In this section we focus on integrals that result in inverse trigonometric functions. We have worked with these functions before. Recall from Functions and Graphs that trigonometric functions are not one-to-one unless the domains are restricted. When working with inverses of trigonometric functions, we always need to be careful to take these restrictions into account. Also in Derivatives , we developed formulas for derivatives of inverse trigonometric functions. The formulas developed there give rise directly to integration formulas involving inverse trigonometric functions.

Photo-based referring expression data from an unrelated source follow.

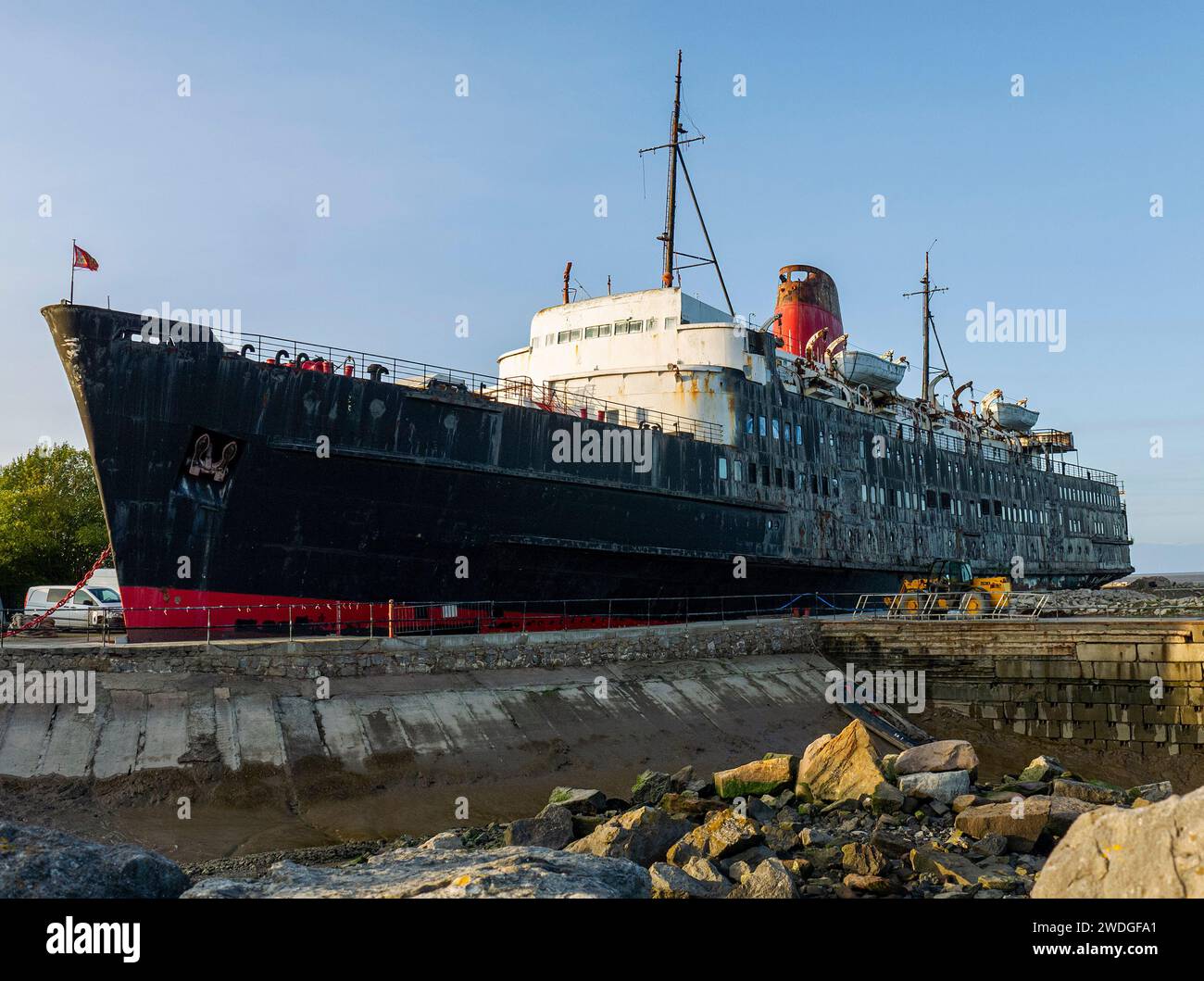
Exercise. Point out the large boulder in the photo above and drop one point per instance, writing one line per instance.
(642, 836)
(671, 883)
(578, 800)
(1064, 811)
(769, 775)
(937, 757)
(721, 835)
(949, 865)
(770, 880)
(1020, 821)
(843, 768)
(944, 787)
(43, 863)
(1155, 852)
(650, 786)
(1151, 792)
(512, 873)
(1043, 768)
(552, 828)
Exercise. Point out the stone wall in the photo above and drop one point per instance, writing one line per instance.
(1091, 683)
(347, 658)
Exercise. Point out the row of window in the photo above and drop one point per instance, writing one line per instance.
(618, 329)
(908, 499)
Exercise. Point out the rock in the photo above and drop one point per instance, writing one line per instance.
(649, 787)
(737, 871)
(872, 884)
(937, 757)
(813, 748)
(671, 883)
(886, 799)
(964, 800)
(1023, 787)
(449, 839)
(41, 863)
(935, 786)
(988, 847)
(1020, 823)
(1090, 792)
(754, 779)
(951, 868)
(445, 874)
(751, 857)
(578, 800)
(689, 805)
(642, 836)
(799, 868)
(814, 836)
(1155, 852)
(1064, 811)
(583, 824)
(863, 860)
(553, 828)
(887, 766)
(770, 880)
(706, 871)
(1151, 792)
(721, 835)
(1043, 768)
(843, 768)
(825, 859)
(781, 838)
(890, 843)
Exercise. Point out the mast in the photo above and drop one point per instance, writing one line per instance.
(928, 289)
(669, 236)
(923, 389)
(671, 195)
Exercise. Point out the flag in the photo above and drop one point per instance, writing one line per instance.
(84, 261)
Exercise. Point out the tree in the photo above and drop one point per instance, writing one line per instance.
(52, 526)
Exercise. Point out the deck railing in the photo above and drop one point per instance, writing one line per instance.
(520, 391)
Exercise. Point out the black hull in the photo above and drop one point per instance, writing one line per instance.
(441, 495)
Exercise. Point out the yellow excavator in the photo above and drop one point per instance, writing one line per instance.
(950, 589)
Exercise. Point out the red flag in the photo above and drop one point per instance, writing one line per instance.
(84, 261)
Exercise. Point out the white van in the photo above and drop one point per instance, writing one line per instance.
(93, 607)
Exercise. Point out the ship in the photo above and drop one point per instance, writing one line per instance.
(636, 446)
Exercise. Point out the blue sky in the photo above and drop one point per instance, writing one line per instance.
(445, 206)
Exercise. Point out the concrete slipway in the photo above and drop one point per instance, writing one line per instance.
(265, 763)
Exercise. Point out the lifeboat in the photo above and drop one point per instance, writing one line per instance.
(1015, 417)
(859, 367)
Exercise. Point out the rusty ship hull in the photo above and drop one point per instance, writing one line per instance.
(450, 495)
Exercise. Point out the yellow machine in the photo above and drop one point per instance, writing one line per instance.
(950, 589)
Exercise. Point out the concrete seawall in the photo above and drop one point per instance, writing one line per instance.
(264, 762)
(360, 656)
(1104, 684)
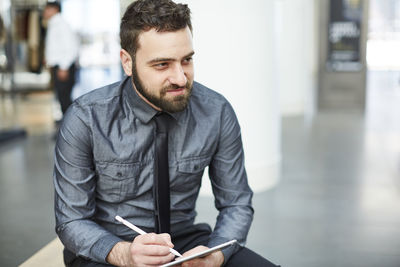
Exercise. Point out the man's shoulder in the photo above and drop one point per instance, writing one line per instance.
(101, 95)
(204, 94)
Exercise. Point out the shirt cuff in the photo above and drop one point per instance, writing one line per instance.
(227, 251)
(103, 246)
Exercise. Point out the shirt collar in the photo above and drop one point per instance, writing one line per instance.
(140, 108)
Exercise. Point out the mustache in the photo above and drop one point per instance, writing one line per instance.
(188, 86)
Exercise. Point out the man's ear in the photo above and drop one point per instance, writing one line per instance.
(126, 61)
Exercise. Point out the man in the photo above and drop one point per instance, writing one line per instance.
(138, 149)
(61, 53)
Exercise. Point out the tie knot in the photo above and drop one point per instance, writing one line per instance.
(161, 119)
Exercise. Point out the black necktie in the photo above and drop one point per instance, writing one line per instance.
(161, 181)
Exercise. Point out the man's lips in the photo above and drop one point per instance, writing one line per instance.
(177, 91)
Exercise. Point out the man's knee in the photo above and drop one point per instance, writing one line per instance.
(247, 257)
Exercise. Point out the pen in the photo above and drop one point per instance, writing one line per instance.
(140, 231)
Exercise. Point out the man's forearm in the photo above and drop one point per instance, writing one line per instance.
(119, 254)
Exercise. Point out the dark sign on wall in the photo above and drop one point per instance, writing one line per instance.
(344, 32)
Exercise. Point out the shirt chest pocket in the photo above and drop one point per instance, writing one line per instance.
(117, 182)
(189, 173)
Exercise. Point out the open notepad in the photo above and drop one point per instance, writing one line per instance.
(200, 254)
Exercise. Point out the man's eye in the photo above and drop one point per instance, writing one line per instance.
(160, 65)
(188, 60)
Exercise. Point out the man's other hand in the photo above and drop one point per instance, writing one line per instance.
(145, 250)
(215, 259)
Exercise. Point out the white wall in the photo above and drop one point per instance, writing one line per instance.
(234, 47)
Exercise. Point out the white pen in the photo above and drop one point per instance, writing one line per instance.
(140, 231)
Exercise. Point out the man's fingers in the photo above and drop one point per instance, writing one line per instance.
(151, 250)
(156, 260)
(152, 238)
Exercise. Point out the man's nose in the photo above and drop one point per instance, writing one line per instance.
(178, 76)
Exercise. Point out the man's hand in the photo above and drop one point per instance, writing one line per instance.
(215, 259)
(62, 75)
(145, 250)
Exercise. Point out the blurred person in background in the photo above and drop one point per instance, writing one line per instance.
(61, 53)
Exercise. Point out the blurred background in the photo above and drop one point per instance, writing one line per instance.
(316, 88)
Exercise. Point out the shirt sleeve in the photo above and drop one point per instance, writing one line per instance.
(232, 193)
(75, 186)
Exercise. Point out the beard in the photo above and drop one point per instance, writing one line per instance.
(171, 105)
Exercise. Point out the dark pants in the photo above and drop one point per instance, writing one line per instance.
(63, 89)
(185, 240)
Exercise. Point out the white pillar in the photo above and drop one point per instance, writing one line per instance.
(297, 65)
(233, 41)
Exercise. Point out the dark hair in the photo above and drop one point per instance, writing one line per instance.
(54, 4)
(143, 15)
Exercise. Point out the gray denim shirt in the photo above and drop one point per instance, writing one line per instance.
(104, 166)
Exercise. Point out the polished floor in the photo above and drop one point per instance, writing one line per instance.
(337, 203)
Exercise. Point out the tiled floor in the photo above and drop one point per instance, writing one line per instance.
(337, 203)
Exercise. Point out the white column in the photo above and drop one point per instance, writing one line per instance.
(297, 65)
(233, 41)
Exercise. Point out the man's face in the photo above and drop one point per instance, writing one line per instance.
(163, 73)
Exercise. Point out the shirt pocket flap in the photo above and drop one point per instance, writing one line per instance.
(193, 165)
(119, 171)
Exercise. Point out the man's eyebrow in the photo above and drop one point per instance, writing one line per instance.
(163, 59)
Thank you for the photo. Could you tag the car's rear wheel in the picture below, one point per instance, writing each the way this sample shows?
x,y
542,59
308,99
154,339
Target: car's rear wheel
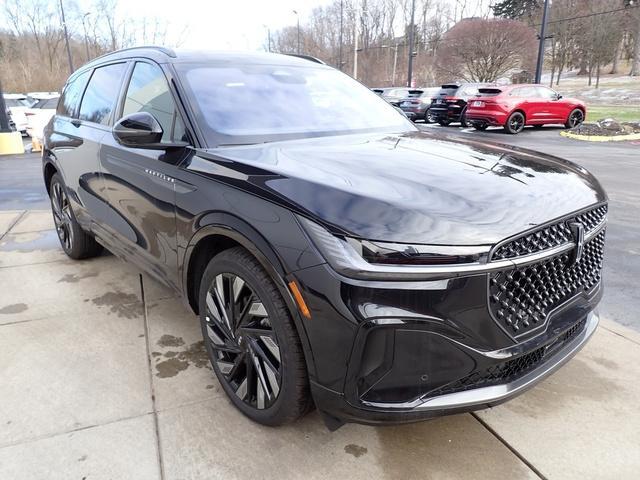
x,y
576,117
251,340
515,123
75,242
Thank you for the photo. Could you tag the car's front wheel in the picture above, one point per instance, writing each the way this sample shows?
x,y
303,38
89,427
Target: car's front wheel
x,y
463,118
251,339
75,242
576,117
515,123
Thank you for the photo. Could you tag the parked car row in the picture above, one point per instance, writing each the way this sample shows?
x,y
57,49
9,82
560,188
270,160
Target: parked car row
x,y
30,113
481,105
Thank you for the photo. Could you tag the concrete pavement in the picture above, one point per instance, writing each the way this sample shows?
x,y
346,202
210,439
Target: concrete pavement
x,y
103,375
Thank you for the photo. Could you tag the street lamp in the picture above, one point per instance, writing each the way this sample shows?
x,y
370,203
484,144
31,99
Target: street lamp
x,y
66,38
298,19
86,38
268,37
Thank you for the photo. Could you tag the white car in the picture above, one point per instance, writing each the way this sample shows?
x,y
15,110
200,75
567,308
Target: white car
x,y
16,104
39,115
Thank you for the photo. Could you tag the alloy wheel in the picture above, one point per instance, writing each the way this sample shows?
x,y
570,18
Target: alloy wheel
x,y
576,118
62,215
516,123
244,344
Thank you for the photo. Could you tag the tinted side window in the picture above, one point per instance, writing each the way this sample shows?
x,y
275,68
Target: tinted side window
x,y
546,93
68,105
101,93
51,103
148,91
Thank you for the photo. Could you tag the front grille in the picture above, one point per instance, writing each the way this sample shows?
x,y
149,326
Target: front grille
x,y
550,236
521,298
511,370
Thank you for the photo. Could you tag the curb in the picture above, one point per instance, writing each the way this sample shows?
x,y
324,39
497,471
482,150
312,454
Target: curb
x,y
601,138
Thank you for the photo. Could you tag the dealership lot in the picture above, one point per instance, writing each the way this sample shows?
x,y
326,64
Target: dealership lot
x,y
103,374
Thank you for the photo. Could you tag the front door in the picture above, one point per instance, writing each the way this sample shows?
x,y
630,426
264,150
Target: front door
x,y
140,182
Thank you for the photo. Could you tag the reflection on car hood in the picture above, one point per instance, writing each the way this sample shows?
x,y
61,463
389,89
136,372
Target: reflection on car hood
x,y
415,187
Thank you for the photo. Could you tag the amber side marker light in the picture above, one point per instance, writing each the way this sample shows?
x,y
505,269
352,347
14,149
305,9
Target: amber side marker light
x,y
293,286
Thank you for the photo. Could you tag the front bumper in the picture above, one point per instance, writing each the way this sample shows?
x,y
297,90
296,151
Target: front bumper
x,y
336,405
397,352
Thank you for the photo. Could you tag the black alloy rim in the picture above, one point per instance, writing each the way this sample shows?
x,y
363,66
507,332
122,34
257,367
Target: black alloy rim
x,y
245,347
62,215
516,122
576,118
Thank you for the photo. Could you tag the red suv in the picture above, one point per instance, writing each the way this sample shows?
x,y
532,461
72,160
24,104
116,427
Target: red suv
x,y
514,106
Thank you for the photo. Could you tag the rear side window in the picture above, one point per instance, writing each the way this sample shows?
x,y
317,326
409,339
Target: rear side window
x,y
101,93
70,100
51,103
448,90
148,91
546,93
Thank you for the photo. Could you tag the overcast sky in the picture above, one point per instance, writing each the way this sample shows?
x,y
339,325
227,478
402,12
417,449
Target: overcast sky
x,y
215,24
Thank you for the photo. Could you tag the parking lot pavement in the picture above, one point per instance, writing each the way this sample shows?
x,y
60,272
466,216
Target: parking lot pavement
x,y
104,375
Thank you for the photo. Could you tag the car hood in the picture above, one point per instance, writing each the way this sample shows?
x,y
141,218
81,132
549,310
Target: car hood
x,y
415,187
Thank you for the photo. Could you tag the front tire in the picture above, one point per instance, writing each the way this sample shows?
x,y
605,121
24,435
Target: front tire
x,y
251,340
515,123
75,242
575,118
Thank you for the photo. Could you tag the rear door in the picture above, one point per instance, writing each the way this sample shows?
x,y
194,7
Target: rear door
x,y
78,131
557,110
140,182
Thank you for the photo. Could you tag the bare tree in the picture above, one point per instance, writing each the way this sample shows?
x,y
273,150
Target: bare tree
x,y
483,50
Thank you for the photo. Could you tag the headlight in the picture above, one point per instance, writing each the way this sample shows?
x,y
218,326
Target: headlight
x,y
395,261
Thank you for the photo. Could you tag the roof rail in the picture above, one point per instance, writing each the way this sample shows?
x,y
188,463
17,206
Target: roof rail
x,y
167,51
306,57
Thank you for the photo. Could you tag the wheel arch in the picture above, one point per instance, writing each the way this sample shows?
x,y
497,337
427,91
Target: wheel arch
x,y
48,171
227,231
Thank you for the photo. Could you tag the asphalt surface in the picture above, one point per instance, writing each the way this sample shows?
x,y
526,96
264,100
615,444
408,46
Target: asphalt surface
x,y
616,164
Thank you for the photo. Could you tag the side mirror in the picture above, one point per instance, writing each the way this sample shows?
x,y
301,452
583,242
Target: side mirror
x,y
138,130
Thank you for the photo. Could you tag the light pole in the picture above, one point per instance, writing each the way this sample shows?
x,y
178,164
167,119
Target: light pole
x,y
411,31
268,37
340,37
543,28
66,38
86,38
298,19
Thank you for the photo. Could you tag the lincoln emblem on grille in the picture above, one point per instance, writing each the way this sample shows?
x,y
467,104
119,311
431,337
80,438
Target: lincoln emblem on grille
x,y
577,229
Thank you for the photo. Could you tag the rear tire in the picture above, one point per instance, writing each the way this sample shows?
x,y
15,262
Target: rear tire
x,y
515,123
75,242
575,118
251,340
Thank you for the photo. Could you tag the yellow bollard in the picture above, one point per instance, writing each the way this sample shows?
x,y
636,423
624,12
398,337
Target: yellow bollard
x,y
11,143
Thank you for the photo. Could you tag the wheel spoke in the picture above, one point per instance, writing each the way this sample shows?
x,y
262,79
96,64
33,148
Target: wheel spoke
x,y
245,348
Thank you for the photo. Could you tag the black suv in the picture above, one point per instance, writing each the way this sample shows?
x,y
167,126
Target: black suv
x,y
336,255
450,103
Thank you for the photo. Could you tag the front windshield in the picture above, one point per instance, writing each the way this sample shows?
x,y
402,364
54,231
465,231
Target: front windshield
x,y
241,104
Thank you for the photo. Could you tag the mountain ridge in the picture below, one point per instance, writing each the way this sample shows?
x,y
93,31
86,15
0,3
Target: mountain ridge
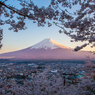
x,y
45,50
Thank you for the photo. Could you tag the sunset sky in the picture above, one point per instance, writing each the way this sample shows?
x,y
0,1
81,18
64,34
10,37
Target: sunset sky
x,y
25,38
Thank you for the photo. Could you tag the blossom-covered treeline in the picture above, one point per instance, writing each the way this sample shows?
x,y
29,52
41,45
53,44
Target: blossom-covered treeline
x,y
42,84
76,18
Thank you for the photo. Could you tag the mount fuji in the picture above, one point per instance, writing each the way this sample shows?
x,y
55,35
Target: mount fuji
x,y
47,49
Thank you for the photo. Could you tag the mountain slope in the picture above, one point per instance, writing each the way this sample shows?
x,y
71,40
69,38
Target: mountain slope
x,y
46,49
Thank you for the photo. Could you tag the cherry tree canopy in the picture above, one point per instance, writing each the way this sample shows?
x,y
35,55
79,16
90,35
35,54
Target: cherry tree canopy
x,y
78,24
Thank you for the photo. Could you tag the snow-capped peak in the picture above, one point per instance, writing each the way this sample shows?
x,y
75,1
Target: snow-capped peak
x,y
48,44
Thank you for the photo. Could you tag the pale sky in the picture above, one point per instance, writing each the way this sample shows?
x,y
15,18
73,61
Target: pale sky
x,y
25,38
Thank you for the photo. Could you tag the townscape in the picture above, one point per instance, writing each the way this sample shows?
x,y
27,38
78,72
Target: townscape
x,y
32,75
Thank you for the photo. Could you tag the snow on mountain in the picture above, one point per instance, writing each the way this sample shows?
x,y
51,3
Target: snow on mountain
x,y
48,44
47,49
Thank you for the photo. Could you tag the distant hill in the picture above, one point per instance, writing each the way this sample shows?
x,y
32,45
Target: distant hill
x,y
47,49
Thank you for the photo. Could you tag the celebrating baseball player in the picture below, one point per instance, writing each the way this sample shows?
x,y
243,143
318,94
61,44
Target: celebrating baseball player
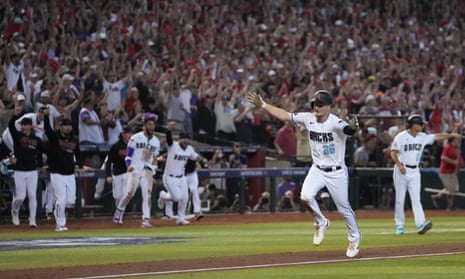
x,y
115,167
63,156
192,181
28,153
327,136
141,162
173,177
406,150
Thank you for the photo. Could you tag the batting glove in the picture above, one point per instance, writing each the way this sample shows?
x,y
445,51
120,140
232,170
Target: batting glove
x,y
353,122
254,98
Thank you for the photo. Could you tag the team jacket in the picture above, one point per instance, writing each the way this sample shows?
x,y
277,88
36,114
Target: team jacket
x,y
27,149
63,152
115,164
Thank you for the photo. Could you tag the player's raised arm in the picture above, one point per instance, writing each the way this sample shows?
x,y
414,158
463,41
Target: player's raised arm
x,y
254,98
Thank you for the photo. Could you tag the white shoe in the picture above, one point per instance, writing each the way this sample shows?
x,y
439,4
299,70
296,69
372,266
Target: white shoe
x,y
61,229
353,249
182,222
118,216
319,234
161,201
146,223
32,223
97,196
15,218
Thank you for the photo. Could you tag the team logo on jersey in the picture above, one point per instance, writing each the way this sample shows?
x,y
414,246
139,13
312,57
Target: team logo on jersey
x,y
180,157
321,137
413,147
67,146
29,142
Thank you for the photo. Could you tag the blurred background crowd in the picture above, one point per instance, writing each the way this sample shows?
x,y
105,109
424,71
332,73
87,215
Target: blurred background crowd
x,y
191,62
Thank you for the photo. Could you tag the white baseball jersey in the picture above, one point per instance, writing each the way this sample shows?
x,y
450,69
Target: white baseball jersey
x,y
145,150
327,140
91,133
12,73
410,148
177,158
114,94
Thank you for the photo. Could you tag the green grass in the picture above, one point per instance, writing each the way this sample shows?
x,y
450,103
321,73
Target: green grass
x,y
450,267
251,239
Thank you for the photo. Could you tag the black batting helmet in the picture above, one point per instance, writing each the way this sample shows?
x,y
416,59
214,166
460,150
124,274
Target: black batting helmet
x,y
322,97
414,119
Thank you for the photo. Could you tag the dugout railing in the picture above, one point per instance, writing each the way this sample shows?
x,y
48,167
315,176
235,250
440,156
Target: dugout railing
x,y
267,179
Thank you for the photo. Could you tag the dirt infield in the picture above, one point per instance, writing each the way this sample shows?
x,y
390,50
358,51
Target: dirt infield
x,y
189,264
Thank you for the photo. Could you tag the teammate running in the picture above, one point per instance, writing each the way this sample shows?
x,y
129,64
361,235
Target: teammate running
x,y
28,151
406,150
141,162
173,177
115,167
327,135
63,157
192,181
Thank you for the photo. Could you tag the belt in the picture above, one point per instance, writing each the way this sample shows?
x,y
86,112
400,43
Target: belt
x,y
410,166
329,169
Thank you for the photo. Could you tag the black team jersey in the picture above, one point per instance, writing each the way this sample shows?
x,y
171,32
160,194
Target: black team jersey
x,y
63,151
28,149
116,164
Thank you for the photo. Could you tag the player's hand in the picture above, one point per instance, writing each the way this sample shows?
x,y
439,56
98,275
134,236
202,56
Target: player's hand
x,y
46,111
254,98
353,122
402,169
457,136
12,159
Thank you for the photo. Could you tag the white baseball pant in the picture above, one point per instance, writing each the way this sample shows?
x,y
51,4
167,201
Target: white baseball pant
x,y
410,182
100,184
177,192
120,186
25,182
64,187
192,180
337,184
143,179
48,197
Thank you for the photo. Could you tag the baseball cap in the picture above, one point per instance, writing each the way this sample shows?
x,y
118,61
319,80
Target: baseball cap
x,y
126,129
26,121
45,93
20,97
322,97
66,121
183,136
149,116
68,77
415,119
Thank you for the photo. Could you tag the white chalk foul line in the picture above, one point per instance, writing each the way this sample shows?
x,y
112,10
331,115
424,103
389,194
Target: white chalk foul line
x,y
268,265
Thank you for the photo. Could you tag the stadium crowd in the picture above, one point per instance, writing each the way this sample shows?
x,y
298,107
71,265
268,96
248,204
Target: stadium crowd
x,y
191,63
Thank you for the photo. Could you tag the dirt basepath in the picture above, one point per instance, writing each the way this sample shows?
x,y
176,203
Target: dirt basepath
x,y
224,262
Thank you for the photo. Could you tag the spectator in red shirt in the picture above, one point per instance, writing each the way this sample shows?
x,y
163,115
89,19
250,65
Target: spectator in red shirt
x,y
451,162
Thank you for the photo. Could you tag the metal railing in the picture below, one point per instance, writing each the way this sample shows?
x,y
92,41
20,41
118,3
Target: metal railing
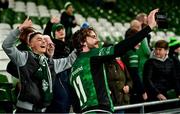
x,y
142,105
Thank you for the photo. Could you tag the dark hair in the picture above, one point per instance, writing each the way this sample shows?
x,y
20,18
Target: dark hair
x,y
31,35
79,37
162,44
24,34
130,33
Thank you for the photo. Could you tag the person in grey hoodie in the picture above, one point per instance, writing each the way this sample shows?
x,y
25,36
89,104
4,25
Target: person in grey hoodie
x,y
37,71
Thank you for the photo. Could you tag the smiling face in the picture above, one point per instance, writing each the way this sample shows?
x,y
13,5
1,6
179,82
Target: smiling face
x,y
38,44
60,34
160,52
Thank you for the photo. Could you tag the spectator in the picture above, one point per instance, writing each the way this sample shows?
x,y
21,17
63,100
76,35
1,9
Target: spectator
x,y
62,97
23,46
159,73
68,20
145,49
131,59
174,50
36,70
87,75
119,81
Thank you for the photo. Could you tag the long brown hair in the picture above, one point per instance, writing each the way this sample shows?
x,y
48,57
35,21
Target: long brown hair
x,y
79,37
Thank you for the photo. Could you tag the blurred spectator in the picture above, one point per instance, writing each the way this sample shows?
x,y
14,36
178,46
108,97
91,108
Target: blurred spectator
x,y
131,59
159,73
23,46
4,4
62,97
88,76
85,25
159,77
119,81
174,52
37,71
68,20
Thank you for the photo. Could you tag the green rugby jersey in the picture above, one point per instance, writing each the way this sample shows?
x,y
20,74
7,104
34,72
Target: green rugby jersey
x,y
89,79
88,75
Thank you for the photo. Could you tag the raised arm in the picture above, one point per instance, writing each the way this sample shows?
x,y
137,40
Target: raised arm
x,y
64,63
122,47
18,57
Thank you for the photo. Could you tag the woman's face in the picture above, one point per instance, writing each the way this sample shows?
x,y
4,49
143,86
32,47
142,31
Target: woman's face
x,y
38,44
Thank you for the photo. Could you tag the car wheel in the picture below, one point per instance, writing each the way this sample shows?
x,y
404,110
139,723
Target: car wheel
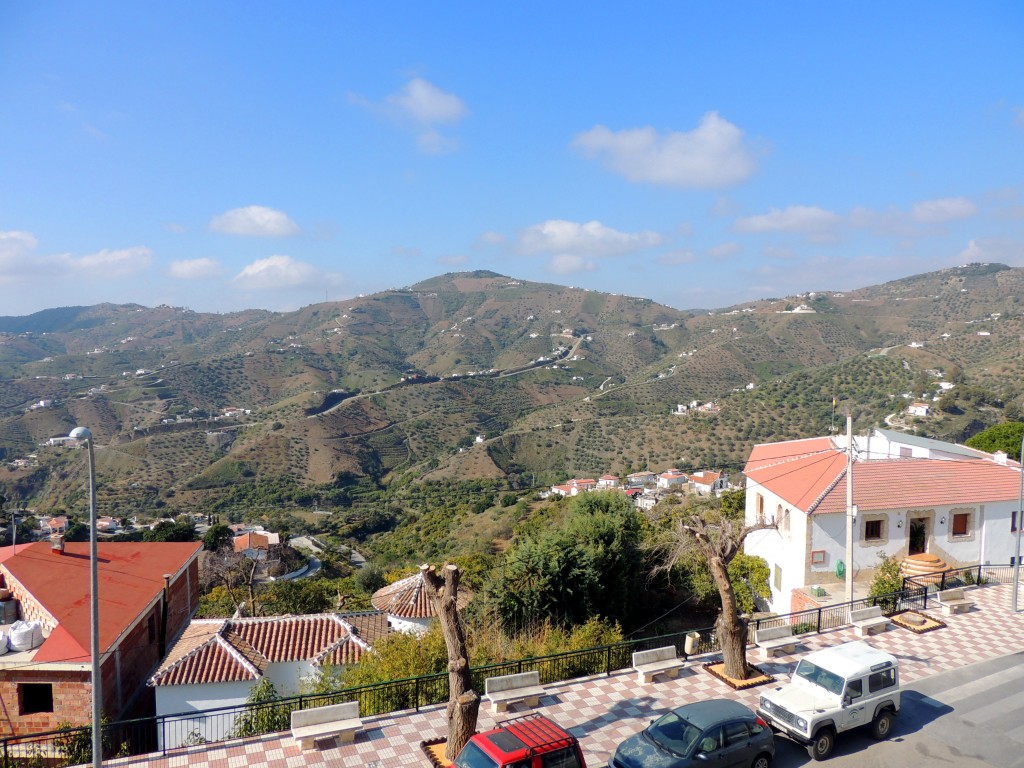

## Integrals that result in inverse sine functions

Let us begin this last section of the chapter with the three formulas. Along with these formulas, we use substitution to evaluate the integrals. We prove the formula for the inverse sine integral.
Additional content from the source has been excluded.